I have a DO to complete for inherited minerals where we don’t have the lease(s). The DO includes deducts for oil production costs, which I am striking. It also includes deducts for gas after deducting compressing, treating, gathering, transporting and/or dehydrating and the disbursement costs. I’m apt to delete this too, but am I missing something here. Are these production costs reasonable for gas product? THX
If your minerals are in Texas, you cannot be required to sign a division order with language that differs from statute. Under Texas case law, the DO language can alter your lease terms until it is revoked. Look to see if the lease was recorded or ask the operator for a copy. This is important for your records.
Thx TDaze - asked and they have it buried in a paper archive someplace as it was purchased and declined to find it for me. Property is in New Mexico. I always include language that this doesn’t amend the lease, but since apparently nobody knows what’s in the lease…
Consider using the NADOA model form. NARO can probably provide the most recent update to you. I would not agree to any cost deductions unless the oil company provides the copy to prove costs are deductible. Was only a memorandum recorded?
Thx. (1) I modified “certified” to “certified to the best of his/her/its knowledge” and changed the indemnity to “The undersigned agrees to indemnify and reimburse Payor any amount attributable to an interest to which the undersigned is not entitled which has been paid in the three (3) years prior to a claim by Payor to the undersigned.” Any issues with this that you see? (2) Do you respond on the Payor’s form by crossing out/editing, or do you throw theirs away and fill in your form with their details?

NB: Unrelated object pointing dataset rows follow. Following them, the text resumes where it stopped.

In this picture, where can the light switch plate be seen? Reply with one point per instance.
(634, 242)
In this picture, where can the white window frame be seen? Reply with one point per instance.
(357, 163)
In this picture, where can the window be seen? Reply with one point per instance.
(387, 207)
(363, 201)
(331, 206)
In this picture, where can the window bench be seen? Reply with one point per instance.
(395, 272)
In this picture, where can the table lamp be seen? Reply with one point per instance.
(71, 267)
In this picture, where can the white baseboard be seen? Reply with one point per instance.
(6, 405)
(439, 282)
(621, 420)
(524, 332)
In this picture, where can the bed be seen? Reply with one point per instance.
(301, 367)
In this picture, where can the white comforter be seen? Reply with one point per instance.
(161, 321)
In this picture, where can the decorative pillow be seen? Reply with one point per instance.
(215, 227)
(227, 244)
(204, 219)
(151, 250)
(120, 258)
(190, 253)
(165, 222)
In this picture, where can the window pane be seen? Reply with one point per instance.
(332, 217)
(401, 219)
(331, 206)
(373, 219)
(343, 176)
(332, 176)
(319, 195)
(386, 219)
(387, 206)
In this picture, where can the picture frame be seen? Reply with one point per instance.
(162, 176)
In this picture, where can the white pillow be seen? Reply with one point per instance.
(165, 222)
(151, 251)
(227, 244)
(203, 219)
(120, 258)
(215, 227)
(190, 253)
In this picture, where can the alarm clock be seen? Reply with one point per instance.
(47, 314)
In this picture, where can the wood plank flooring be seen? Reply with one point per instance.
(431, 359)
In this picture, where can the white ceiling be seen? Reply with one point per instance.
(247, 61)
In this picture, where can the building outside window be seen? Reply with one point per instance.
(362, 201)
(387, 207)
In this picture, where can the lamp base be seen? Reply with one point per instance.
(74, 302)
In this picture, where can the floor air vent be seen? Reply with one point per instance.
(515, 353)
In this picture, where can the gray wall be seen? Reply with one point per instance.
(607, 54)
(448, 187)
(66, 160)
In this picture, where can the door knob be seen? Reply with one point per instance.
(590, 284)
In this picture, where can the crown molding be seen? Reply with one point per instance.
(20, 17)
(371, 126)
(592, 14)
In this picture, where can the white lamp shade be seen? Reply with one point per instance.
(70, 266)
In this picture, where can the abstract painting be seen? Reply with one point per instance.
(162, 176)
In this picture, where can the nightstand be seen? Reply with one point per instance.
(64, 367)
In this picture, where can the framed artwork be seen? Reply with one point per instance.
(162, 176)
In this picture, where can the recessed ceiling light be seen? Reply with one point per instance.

Are you making these changes to the NADOA form? I doubt the oil company will accept that. You are being asked to verify your DOI in order to be paid on that decimal. If you do not agree that it is correct, then you need to discuss that with the operator. After certifying the DOI, and it turns out that you own less than that interest, you will be expected to repay the overpaid royalties, most frequently by having current royalties reduced until the funds are recouped.
So, I can only judge the DOI by what they provide me and prior pmt stmts, which I know were not verified since 1980. And they won’t provide a copy of the lease. So, I’m left to simply confirm the DOI to the best of my knowledge, not certify. Further, they are the ones with the DOTO which they won’t show me, which is the only title work that exists. So, I feel like the burden is on them. And for me to cut off their look back is reasonable because they are in charge of tracking title, I’m not. If they want me in charge, then they have to give me info.
As to whether they’ll accept it, so far nobody has objected as they seem to just file it away. I’m not objecting to the DOI, and and do my best to verify the DOI through them by talking it through.
I understand your frustration with trying to confirm your DOl. However, it is your responsibility and burden as a mineral owner to keep detailed records, including deeds and leases, so you know what you own and how to calculate and confirm your DOI. It is based on your fractional interest in the minerals, the acreage attributable to well, and the lease royalty rate. All too often people throw away the records. Lots of advice on this site for how to create files for title, leases, wells, royalty income, etc. For New Mexico, you can download the pooling order, well permits, and other information from NMOCD. See if other family members have the deed and title history, earlier division orders or correspondence to share with you. How old is the lease? Older leases are almost always filed in full in county deed records. It is a newer practice to file a memorandum and it is essential for the mineral owner to retain a copy of the signed lease.
All fair comments, and I’m working to amass the info that dates to the 1930s on over 200 wells.
Notwithstanding that, the generally accepted practice to indemnify the oil producer without a cutoff strikes me as insane. I give them 3 yrs to find the defect or its on their head, just like many time limitations under the law. There is no law on this indemnity, only covered by contract. And in this case they are shoving it in a DO, which is odd since it raises the question of consideration. Regardless, a 90 year lookback? No - patently unreasonable.